Это произошло уже довольно много времени тому назад. Я изнурен психически. Изнурен. Но здоров, по мнению компетентной комиссии. По их заключению - излечен, и имею все шансы успешно социально адаптироваться за короткое время. Никогда не чувствовал себя больным или здоровым в этом отношении, просто всегда поступал последовательно, по своим убеждениям. Теперь же чувствую себя изнуренным. И теперь я на свободе. Забавно, но там, в несвободе, у меня было много свободного времени. Много читал о круге вечного возвращения. «Идея Вечного Возвращения, эта высшая формула утверждения, самая высокая, какую только можно постичь». В этом что-то есть. Как сейчас со мной, будто бы – жизнь после жизни.
* * *
Запись в дневнике, хранящемся в тайнике: «Неделю назад отменил хлорпромазин, обосновал риском развития поздней дискинезии. Еще не знаю, для чего понадобилась эта маленькая ложь, но случай, несомненно, интересный. Хочется получить более ясную картину симптоматики. Позже, думаю, назначить перициазин. Продолжаю наблюдать. Также хочу опробовать когнитивно-бихевиоральные методики».
* * *
Это место в овраге, пространство между старой дамбой с обмелевшим заросшим водохранилищем, кладбищем на крутом бугре с одной стороны и изрытым склоном с другой, отрезанное от цивилизованной части города высокой железнодорожной насыпью. Здесь мечется мой дух, материализовавшись в крылатого лысого уродца, непременно с перепончатыми черными крыльями, морщинистой кожей, узловатыми конечностями с увеличенными суставами и, конечно же, с огромным свисающим членом, почти двухметровым, которым в своем надрывно-тяжком неровном зловещем полете он задевает за обрывки проводов на кривых столбах, за ветви старых засохших деревьев, обламывая их. Подолгу высиживая на высокой насыпи на рельсе в ожидании подходящего стечения обстоятельств, всматривается в окрестности. А при приближении поезда, нехотя взлетая с железнодорожного полотна, прежде чем наберет высоту, долго волочит член, шурша им по гравию. Покружив, возвращается на место, выжидать и высматривать. Тут всегда поздняя осень, воздух прозрачен и нет ярких красок. Он здесь для того, чтобы изнасиловать всех живых существ в округе. С легкостью проникает в их сны. Но и наяву от него спасения нет. И это не шутка. Пусть они называют его демоном. Между собой и для себя. Да, пусть так. А в уголовных хрониках опишут как-то более привычно, банальными терминами по понятиям их унылой реальности – убийство, изнасилование, расчленение, осквернение…

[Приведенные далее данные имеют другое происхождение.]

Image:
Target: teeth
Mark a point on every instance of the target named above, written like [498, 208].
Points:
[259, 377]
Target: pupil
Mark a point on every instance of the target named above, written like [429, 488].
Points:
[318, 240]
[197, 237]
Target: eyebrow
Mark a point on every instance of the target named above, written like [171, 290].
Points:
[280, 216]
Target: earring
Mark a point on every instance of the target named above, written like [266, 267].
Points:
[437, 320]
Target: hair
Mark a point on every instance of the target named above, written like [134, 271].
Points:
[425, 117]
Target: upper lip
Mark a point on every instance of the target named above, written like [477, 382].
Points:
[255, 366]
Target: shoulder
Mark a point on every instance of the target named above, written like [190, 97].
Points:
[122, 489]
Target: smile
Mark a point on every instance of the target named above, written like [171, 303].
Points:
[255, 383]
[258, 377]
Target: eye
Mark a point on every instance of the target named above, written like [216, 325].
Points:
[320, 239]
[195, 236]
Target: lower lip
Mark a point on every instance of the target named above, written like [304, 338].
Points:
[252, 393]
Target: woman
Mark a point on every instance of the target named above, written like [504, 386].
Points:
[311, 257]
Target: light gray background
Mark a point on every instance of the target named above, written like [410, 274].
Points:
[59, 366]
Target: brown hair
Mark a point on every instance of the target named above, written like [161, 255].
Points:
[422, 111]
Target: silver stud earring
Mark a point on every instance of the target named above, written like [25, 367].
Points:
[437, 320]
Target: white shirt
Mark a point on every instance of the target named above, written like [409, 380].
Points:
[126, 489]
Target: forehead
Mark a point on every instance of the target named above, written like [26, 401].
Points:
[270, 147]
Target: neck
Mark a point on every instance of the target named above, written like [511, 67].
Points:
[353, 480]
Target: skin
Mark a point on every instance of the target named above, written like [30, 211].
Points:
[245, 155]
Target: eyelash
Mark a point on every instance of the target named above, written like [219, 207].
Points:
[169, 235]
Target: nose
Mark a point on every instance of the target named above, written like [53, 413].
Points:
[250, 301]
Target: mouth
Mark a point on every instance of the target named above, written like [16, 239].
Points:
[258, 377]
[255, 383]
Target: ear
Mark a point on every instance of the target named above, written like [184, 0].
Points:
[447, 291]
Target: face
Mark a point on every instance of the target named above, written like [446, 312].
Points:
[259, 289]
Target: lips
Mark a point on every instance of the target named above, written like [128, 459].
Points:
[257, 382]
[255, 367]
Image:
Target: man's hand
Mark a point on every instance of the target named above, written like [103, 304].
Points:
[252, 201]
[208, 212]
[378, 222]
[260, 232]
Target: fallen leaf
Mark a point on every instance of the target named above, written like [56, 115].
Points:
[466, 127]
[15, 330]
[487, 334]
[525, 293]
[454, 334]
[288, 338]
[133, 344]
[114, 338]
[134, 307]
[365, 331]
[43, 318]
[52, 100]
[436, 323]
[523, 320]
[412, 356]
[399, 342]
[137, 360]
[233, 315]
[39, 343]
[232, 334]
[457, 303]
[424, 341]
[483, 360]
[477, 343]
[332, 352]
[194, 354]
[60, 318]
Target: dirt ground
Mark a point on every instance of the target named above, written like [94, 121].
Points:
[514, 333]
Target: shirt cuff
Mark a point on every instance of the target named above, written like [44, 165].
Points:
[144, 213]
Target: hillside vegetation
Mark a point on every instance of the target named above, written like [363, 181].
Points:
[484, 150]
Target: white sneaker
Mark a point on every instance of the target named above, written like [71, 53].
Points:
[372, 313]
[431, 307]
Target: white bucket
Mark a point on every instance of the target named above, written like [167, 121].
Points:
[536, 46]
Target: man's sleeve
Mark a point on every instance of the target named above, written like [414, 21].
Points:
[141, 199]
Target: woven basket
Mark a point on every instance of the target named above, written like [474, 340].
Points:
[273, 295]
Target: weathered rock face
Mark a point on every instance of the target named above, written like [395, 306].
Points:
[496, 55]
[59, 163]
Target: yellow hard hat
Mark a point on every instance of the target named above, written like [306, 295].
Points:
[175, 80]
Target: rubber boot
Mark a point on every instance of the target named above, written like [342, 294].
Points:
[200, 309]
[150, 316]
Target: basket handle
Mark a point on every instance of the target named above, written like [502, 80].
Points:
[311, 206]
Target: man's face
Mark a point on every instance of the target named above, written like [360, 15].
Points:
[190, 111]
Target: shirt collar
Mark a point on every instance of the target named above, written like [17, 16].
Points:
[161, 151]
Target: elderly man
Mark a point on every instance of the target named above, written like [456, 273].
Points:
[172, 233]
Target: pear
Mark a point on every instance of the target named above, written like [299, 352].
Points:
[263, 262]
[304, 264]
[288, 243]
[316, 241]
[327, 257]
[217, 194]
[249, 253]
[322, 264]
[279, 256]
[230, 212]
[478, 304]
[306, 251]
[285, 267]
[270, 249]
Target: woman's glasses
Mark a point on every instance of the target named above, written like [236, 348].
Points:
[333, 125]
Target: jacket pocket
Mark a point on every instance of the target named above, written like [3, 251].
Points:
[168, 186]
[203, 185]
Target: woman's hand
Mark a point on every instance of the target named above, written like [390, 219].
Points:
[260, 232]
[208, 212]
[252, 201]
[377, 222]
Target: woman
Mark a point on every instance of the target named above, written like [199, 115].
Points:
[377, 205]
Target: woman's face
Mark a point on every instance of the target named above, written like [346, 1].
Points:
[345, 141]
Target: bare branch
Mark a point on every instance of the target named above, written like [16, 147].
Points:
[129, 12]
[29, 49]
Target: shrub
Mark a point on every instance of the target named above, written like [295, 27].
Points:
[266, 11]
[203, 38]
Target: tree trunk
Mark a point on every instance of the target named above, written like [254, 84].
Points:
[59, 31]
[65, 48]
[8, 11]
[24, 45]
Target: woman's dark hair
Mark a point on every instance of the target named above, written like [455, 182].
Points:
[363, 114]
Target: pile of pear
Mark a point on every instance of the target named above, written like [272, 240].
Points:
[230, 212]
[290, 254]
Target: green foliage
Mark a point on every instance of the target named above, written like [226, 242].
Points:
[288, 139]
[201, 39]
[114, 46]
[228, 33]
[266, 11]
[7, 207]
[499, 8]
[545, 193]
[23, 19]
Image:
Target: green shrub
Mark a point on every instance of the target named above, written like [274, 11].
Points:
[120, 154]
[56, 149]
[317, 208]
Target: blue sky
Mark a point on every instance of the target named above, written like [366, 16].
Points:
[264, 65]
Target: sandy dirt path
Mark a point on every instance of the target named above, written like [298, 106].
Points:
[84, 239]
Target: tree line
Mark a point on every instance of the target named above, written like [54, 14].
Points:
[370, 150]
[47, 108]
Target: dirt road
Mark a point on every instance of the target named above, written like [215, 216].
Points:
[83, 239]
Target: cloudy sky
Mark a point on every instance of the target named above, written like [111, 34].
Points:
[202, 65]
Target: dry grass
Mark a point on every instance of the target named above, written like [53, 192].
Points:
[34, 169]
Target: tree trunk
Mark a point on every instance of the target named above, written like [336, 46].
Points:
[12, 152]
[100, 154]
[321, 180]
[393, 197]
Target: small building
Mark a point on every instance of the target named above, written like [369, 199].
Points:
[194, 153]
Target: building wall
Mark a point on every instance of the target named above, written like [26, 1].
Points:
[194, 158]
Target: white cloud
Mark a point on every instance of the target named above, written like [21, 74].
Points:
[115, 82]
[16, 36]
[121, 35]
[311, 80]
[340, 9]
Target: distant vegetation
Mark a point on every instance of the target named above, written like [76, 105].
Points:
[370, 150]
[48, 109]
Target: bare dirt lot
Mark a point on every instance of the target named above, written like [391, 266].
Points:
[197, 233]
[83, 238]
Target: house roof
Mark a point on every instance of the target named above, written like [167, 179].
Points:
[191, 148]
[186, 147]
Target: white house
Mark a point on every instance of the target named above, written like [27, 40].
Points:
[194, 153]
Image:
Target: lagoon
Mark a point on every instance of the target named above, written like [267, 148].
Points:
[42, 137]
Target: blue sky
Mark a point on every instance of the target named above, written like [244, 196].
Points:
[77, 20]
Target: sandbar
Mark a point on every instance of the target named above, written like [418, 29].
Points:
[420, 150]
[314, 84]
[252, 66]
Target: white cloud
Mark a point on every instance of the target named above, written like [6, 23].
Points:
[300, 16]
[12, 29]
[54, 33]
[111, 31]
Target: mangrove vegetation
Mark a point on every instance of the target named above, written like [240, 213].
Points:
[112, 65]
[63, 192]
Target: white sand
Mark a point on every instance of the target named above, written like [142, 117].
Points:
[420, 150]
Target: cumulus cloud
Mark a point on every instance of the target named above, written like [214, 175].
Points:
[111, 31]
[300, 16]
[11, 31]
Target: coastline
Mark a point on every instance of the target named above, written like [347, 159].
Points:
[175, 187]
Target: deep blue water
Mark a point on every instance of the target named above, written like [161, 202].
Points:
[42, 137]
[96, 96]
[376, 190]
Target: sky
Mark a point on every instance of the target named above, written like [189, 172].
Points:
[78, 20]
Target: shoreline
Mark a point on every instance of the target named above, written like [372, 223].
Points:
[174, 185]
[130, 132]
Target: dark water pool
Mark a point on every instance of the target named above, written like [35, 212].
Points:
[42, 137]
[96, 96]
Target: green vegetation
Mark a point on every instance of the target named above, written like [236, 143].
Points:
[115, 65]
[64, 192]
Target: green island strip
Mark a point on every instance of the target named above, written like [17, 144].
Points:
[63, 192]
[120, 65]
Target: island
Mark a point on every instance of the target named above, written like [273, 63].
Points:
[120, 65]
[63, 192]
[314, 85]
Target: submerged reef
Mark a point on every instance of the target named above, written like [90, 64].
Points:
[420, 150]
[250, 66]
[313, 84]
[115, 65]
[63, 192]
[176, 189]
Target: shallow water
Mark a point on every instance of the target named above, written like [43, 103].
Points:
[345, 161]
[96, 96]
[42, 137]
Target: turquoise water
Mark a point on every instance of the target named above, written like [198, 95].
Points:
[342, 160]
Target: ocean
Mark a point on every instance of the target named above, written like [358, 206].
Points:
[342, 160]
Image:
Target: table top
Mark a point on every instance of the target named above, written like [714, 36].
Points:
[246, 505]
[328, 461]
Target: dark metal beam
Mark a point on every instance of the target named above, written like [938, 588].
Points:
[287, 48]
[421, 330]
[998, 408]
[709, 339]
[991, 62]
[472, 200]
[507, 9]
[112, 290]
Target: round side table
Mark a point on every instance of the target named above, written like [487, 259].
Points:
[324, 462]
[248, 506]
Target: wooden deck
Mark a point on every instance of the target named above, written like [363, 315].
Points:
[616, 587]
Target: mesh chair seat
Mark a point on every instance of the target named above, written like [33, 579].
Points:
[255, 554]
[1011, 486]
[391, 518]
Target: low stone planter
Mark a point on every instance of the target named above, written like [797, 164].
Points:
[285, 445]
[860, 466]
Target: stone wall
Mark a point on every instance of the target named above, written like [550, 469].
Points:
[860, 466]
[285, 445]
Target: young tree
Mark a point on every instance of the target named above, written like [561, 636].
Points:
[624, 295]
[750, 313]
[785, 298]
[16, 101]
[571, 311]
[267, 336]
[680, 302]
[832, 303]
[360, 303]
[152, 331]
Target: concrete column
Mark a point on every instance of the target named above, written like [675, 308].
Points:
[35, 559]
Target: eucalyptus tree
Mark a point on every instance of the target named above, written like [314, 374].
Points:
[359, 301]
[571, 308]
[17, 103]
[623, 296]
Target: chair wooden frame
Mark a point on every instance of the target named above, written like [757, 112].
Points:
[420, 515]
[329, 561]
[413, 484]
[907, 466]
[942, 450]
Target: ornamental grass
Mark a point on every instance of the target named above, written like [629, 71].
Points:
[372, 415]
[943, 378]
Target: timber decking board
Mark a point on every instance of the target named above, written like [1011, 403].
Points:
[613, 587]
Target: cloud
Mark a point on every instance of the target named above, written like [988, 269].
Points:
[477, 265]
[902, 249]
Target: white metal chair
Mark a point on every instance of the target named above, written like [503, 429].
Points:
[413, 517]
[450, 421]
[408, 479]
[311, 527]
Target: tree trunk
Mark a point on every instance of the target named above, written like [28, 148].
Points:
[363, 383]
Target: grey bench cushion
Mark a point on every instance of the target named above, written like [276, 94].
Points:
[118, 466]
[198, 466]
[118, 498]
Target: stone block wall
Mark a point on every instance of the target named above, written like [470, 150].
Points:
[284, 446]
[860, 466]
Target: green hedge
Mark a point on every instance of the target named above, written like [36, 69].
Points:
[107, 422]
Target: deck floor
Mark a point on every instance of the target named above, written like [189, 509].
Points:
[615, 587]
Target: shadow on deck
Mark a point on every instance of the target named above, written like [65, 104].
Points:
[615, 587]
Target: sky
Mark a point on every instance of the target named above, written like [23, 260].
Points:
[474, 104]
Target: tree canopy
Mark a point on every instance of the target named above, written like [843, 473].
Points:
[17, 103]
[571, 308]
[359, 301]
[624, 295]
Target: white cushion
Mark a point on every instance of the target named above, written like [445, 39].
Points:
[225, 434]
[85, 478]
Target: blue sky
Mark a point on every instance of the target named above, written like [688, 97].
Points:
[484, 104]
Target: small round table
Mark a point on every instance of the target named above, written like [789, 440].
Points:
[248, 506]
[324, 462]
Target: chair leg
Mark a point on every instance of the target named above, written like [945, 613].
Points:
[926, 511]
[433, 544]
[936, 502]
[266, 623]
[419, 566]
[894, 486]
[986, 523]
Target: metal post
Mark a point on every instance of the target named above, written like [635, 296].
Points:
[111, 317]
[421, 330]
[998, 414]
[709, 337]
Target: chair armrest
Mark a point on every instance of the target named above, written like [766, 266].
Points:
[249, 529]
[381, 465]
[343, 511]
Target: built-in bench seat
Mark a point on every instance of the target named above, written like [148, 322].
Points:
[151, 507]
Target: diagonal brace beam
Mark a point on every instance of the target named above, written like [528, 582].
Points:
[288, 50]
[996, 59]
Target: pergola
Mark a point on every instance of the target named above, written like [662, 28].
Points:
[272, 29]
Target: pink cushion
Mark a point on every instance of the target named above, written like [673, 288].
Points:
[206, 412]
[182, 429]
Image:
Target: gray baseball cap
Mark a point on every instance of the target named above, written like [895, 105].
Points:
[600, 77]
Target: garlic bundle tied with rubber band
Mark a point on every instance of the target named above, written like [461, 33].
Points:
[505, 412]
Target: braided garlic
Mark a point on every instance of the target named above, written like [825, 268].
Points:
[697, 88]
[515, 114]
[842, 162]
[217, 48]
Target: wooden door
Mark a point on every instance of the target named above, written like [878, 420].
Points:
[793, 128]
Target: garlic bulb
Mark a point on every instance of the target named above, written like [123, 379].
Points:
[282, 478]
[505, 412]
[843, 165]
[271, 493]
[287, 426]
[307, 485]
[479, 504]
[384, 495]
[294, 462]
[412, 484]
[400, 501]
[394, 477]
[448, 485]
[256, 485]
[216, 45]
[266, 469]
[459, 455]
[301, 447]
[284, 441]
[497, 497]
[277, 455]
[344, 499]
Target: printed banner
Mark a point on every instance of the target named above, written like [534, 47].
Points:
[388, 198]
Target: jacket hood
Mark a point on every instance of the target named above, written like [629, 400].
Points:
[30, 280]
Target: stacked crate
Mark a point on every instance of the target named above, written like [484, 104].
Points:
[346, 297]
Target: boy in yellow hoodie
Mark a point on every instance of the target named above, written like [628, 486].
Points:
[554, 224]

Дистанцию от дома до оврага я всегда преодолеваю быстрым шагом за шесть минут. Это было важно знать, чтобы ориентироваться по обстоятельствам. Обстоятельства могли быть самые разные, как запланированные, так и спонтанные, непредсказуемые, но о шести минутах я помнил всегда. Туда, обратно, минута чтобы сделать. Моего тринадцатиминутного отсутствия бывало, даже не замечали. Как бы вышел в туалет или на кухню или покурить. А так - «весь вечер вместе смотрели футбол». Люди в форме потом называли это на языке своей реальности « твердое алиби». Здесь в овраге, по ту сторону железнодорожной насыпи, куда другим детям из квартала доступ был запрещен строгими родителями, меня впервые посетило это ощущение дежавю. Тогда я не знал, что это означает, и не знал самого этого слова. Это было еще до школы. И впоследствии, узнав, избегал произносить его, оно вызывало отвращение своим звучанием, своим сочетанием букв иноземного происхождения. Кстати, такое же мерзкое инородное слово, как и алиби. Но новизну того ощущения я запомнил на всю жизнь. Тогда район будоражили слухи о неадекватном парне из соседнего частного сектора, «белобилетнике», как говорили, которого не взяли в армию, потому что он «того». О том, что он ловит кошек и собак, и вешает, знали раньше. Но последний его «подвиг» заключался в том, что, поймав крупную собаку, вроде овчарки, повесив, содрав шкуру, не исключено, что еще с живой, он после этого совершил с ней половой акт. «Трахнул», как выражались старшие пацаны во дворе. Прямых свидетелей этого события я не знал, но все, кто пересказывал историю, уверяли, что узнали непосредственно от того, кто видел собственными глазами «через забор» или «в щель в заборе». История была приукрашена несколькими пикантными деталями, которые каждый из пересказчиков излагал по-своему. И вот в шестилетнем возрасте, стоя над лужей ржавой железистой воды, на дне оврага, размышляя об этой расправе над собакой, я вдруг очень четко вспомнил, что это уже было со мной, в этом самом месте, только «спустя» лет двадцать тому вперед. С этого момента, возможно, началось развитие моего, так сказать, глубокого альтернативного взгляда на жизнь в обществе себе подобных. Но не помню свое отражение в воде той лужи, было ли оно. Не помню.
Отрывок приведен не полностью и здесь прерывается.